My approach was to extract the SNP ids from all 100 ASE files (subsetted by minimun depth 10, which reduced file size significantly), concatenate them and unique them; I ended up with 4 million distinct SNP ids.
Using a small list of SNPs, I worked out how to retrieve, for a given SNP id, the annotations contained in the reference VCF file. The result was that for 10 distinct SNP ids the process took 15 minutes (scaling this up to 4mill ids, I get 11 years!). The VCF file contains 88million lines.
I also splitted the unique SNP ids file into 4 chunks (1mill ids per chunk) and submitted each chunk to ensembl's Variant Effect Predictor. The job has been running since 10 hours. I do not have much expectations on this one.
There must be a better way to do this I am not aware of, which is why I will greatly appreciate your input on how to proceed further.

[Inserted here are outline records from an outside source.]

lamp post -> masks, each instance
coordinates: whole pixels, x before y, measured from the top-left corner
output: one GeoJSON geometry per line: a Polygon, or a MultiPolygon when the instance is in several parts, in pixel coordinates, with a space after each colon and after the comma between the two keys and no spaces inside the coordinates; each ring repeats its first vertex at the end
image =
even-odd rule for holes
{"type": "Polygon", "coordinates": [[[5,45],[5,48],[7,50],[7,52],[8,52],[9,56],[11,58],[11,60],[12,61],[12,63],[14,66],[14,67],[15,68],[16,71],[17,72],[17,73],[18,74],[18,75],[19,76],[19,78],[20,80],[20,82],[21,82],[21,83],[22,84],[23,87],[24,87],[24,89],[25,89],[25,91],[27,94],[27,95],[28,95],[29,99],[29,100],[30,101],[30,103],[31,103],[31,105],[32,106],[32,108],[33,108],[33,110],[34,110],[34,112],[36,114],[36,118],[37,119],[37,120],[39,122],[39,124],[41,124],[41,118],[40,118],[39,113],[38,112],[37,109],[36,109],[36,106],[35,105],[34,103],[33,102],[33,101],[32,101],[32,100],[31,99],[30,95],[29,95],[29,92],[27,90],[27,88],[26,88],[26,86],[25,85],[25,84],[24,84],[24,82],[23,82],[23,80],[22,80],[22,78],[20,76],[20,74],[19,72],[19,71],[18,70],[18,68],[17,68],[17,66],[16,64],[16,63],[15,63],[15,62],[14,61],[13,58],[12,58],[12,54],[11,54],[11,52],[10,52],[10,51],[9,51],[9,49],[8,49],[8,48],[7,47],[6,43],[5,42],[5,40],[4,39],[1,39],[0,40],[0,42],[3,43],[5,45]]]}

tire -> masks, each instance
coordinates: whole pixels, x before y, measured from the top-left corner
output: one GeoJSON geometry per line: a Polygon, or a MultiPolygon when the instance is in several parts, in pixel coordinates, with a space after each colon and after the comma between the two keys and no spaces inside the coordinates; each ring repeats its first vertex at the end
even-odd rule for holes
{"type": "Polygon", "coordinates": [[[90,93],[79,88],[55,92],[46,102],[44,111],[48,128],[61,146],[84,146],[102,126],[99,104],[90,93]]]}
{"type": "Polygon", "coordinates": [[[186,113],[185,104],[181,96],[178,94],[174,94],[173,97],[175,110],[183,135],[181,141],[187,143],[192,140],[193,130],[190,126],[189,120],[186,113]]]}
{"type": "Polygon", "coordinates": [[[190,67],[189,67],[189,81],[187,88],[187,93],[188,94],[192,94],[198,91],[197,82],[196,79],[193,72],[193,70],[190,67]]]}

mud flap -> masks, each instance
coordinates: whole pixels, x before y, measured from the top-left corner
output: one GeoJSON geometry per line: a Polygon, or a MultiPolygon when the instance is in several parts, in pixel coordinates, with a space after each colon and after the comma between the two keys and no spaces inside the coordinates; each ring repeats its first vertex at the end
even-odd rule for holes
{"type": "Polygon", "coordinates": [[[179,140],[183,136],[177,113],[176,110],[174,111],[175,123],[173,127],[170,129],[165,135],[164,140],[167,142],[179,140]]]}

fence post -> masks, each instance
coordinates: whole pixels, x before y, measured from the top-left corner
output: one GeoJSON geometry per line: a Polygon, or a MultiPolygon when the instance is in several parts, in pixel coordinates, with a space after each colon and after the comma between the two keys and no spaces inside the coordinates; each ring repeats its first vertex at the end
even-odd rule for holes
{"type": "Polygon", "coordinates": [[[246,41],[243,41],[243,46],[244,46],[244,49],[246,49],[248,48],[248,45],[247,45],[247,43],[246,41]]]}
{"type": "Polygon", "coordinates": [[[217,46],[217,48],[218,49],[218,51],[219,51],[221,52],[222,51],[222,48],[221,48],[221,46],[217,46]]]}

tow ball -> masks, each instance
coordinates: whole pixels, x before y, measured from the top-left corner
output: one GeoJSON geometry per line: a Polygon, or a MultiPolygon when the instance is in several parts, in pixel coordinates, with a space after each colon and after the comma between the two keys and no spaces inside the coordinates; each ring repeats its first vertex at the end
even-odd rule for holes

I am also considering re-runnig the "count reads per allele analysis" with another tool that includes annotation (ASEReadCounter does not); also I would kindly ask for your suggestions on how to do this.
Thank you Emily, besides the long time to complete the job, is there another negative aspect to run such many variants with the online tool?
There is minimal security on data submitted into the VEP, so if your data is of a sensitive nature you may also prefer to keep it in-house. Other than that, not really.